Cluster analysis detects natural groupings in data. In hierarchical cluster analysis, each object is initially assigned to its own singleton cluster. The analysis then proceeds iteratively, at each stage joining the two most similar clusters into a new cluster, continuing until there is one overall cluster. In NMath Stats, class ClusterAnalysis perform hierarchical cluster analyses.
During clustering, the distance between individual objects is computed using a distance function. The distance function is encapsulated in a Distance.Function delegate, which takes two vectors and returns a measure of the distance (similarity) between them:
public delegate double Function( DoubleVector data1, DoubleVector data2 );
Delegates are provided as static variables on class Distance for many common distance functions:
All provided distance functions allow missing values. Pairs of elements are excluded from the distance measure when their comparison returns NaN. If all pairs are excluded, NaN is returned for the distance measure.

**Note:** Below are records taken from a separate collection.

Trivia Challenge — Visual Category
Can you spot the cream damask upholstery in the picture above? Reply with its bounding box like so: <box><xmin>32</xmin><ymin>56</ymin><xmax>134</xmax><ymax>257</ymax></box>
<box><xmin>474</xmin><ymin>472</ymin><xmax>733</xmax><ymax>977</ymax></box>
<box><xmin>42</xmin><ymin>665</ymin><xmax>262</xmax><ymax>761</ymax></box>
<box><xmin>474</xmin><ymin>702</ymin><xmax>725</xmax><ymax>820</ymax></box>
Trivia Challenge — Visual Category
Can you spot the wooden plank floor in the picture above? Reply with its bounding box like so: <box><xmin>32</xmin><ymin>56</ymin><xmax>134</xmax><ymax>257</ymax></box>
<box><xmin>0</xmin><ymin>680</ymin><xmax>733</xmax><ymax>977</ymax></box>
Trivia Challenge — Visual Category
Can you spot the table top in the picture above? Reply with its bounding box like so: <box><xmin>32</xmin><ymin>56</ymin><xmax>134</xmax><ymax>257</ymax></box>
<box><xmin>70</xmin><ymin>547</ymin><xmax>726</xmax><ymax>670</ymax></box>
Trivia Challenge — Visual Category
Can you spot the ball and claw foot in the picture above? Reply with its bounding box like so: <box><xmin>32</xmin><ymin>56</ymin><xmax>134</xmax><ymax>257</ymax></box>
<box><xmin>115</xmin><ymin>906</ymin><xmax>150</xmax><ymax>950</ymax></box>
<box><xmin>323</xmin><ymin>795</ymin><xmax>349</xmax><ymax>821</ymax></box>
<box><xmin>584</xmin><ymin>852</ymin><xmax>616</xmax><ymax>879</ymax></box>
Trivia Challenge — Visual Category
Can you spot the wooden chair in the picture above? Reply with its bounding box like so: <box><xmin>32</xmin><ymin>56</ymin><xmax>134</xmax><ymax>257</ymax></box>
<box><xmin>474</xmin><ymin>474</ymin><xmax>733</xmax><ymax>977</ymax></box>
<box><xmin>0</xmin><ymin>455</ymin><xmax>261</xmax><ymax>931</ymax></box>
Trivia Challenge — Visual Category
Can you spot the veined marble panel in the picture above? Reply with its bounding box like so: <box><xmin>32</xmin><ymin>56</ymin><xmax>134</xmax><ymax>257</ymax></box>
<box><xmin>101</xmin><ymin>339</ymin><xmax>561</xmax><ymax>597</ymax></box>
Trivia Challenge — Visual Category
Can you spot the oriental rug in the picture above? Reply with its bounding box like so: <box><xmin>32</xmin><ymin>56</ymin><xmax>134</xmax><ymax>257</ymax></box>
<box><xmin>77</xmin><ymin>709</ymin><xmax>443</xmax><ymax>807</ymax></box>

You can also define your own Distance.Function delegate and use it to cluster your data. For example, if you have function MyDistance() that computes the distance between two vectors:
public double MyDistance( DoubleVector x, DoubleVector y );
You can define a Distance.Function delegate like so:
Distance.Function MyDistanceFunction = new Distance.Function( MyDistance );
During clustering, the distances between clusters of objects are computed using a linkage function. The linkage function is encapsulated in a Linkage.Function delegate. When two groups P and Q are united, a linkage function computes the distance between the new combined group P + Q and another group R.
|
The parameters to the Linkage.Function-which may not necessarily all be used to calculate the result-are the distance between R and P, the distance between R and Q, the distance between P and Q, and the sizes (n) of all three groups:
public delegate double Function( double Drp, double Drq, double Dpq, double Nr, double Np, double Nq );
Delegates are provided as static variables on class Linkage for many common linkage functions:
You can also define your own Linkage.Function delegate and use it to cluster your data. For example, if you have function MyLinkage() that computes the distance between two clusters:
public double MyLinkage( double Drp, double Drq, double Dpq,
double Nr, double Np, double Nq );
You can define a Linkage.Function delegate like so:
Linkage.Function MyLinkageFunction = new Linkage.Function( MyLinkage );
A ClusterAnalysis instance is constructed from a matrix or a dataframe containing numeric data. Each row in the data set represents an object to be clustered.
ClusterAnalysis ca = new ClusterAnalysis( data );
The current default distance and linkage delegates are used. The default distance and linkage delegates are Distance.EuclideanFunction and Linkage.SingleFunction, unless the defaults have been changed using the static DefaultDistanceFunction and DefaultLinkageFunction properties. For example:
ClusterAnalysis.DefaultDistanceFunction = Distance.MaximumFunction; ClusterAnalysis.DefaultLinkageFunction = Linkage.CentroidFunction;
This changes the default distance and linkage functions for all subsequently constructed ClusterAnalysis objects.
You can also specify non-default distance and linkage functions in the constructor:
ClusterAnalysis ca = new ClusterAnalysis( data, Distance.PowerFunction( 1.25, 2.0 ), Linkage.CompleteFunction );
After construction, you can retrieve information about the ClusterAnalysis configuration using the provided properties:
The Distances property gets the vector of distances between all possible object pairs, computed using the current distance delegate. For n objects, the distance vector is of length (n-1)(n/2), with distances arranged in the order:
(1,2), (1,3), ..., (1,n), (2,3), ..., (2,n), ..., ..., (n-1,n)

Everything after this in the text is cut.